After lunch we continued onto Modena. Due to parking issues in Sirmione we needed up leaving later than planned which meant it was after dark when we got to Modena. We had difficulty locating our airbnb (the holiday festival and one way streets only raised my frustration level) but after a couple of phone calls to the host we finally found the right address and checked into our lovely home for the next two nights.

The apartment was located within the historic center which made driving difficult and after that stress of the previous night my passengers suggested and I readily agreed to trashing our plans to visit Verona and some other nearby towns and instead spend the next day in Modena.

Of course, after we discovered that there was a chocolate festival literally at our doorstep with vendors’ stalls for the next eight or ten blocks we knew we made the right decision! For dinner that night we basically had chocolate albeit not shoes or handcuffs!

The next morning we visited the Grande Plaza with the Duomo and the City Hall. We also went inside to the the “historic rooms” of the City Hall. Including a very old organ.

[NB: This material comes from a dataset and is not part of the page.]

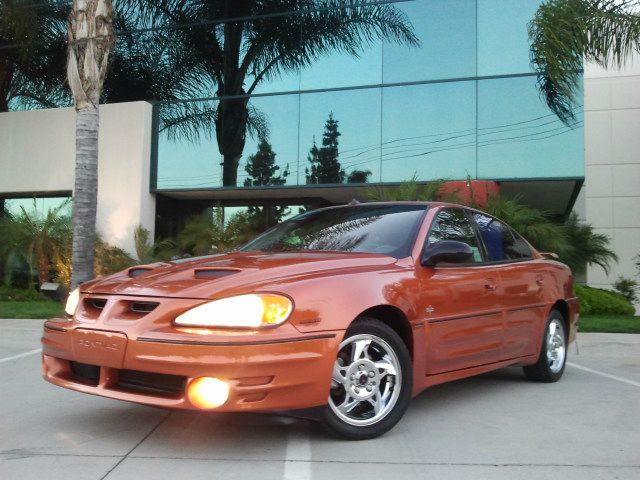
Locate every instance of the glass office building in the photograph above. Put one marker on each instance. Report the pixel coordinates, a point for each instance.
(458, 101)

From the main square it was only half a block to the city market. As usual incredible sights, smells and tastes-including porcetta and prosciutto!

It had started sprinkling as we left the market so we headed towards the Ferrari Museum. Along the way we passed the Ducal Palace which was covered in scaffolding-but here it is as well a the view from it across its piazza towards Duomo.

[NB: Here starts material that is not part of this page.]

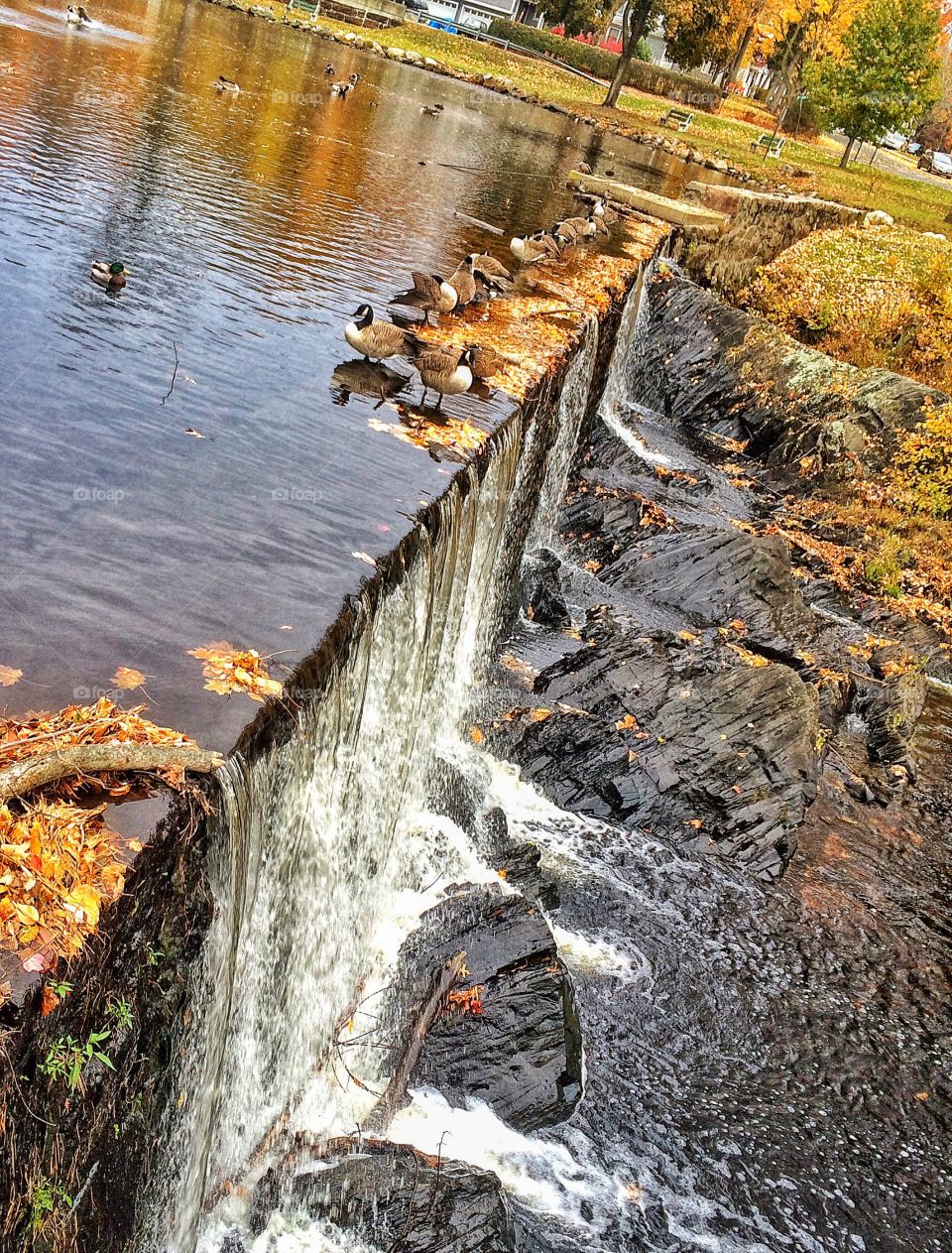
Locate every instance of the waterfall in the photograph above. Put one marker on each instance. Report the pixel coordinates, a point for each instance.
(323, 841)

Enzo Ferrari was born in Modena and started his empire in the building below which houses a display about his life and various engines.

The old garage is surrounded by a modern building which was inspired by the boot of a Ferrari.

The main display has cars from all eras. The space itself is very interesting-sloped floor from top to bottom in a curve and with a huge projection system where they show a film on Ferrari’s life and the history of the brand and team.

Of course there is a gift shop and Cafe which was in the curved part of the building looking out on the historic garage.

As always I love the juxtaposition of ancient and contemporary:

After a wet walk in the rain Back to the apartment we called it a day and ate our market purchases for supper.

I am posting this from the Barcelona cruise terminal after a beautiful day. I’ll do a full Barcelona post in the future but here is a teaser of the inside of Sagrada Famila. OMG it’s astounding. What a change from when we were here in the mid 1990s and it didn’t have a roof or windows or full height columns! (Oh, no filter used!)

They had the hole in the ship repaired when we got off this morning and were in the process of painting it but Mike just texted from onboard and the rumor is we may not be leaving until tomorrow. No biggie-what else do I have to do?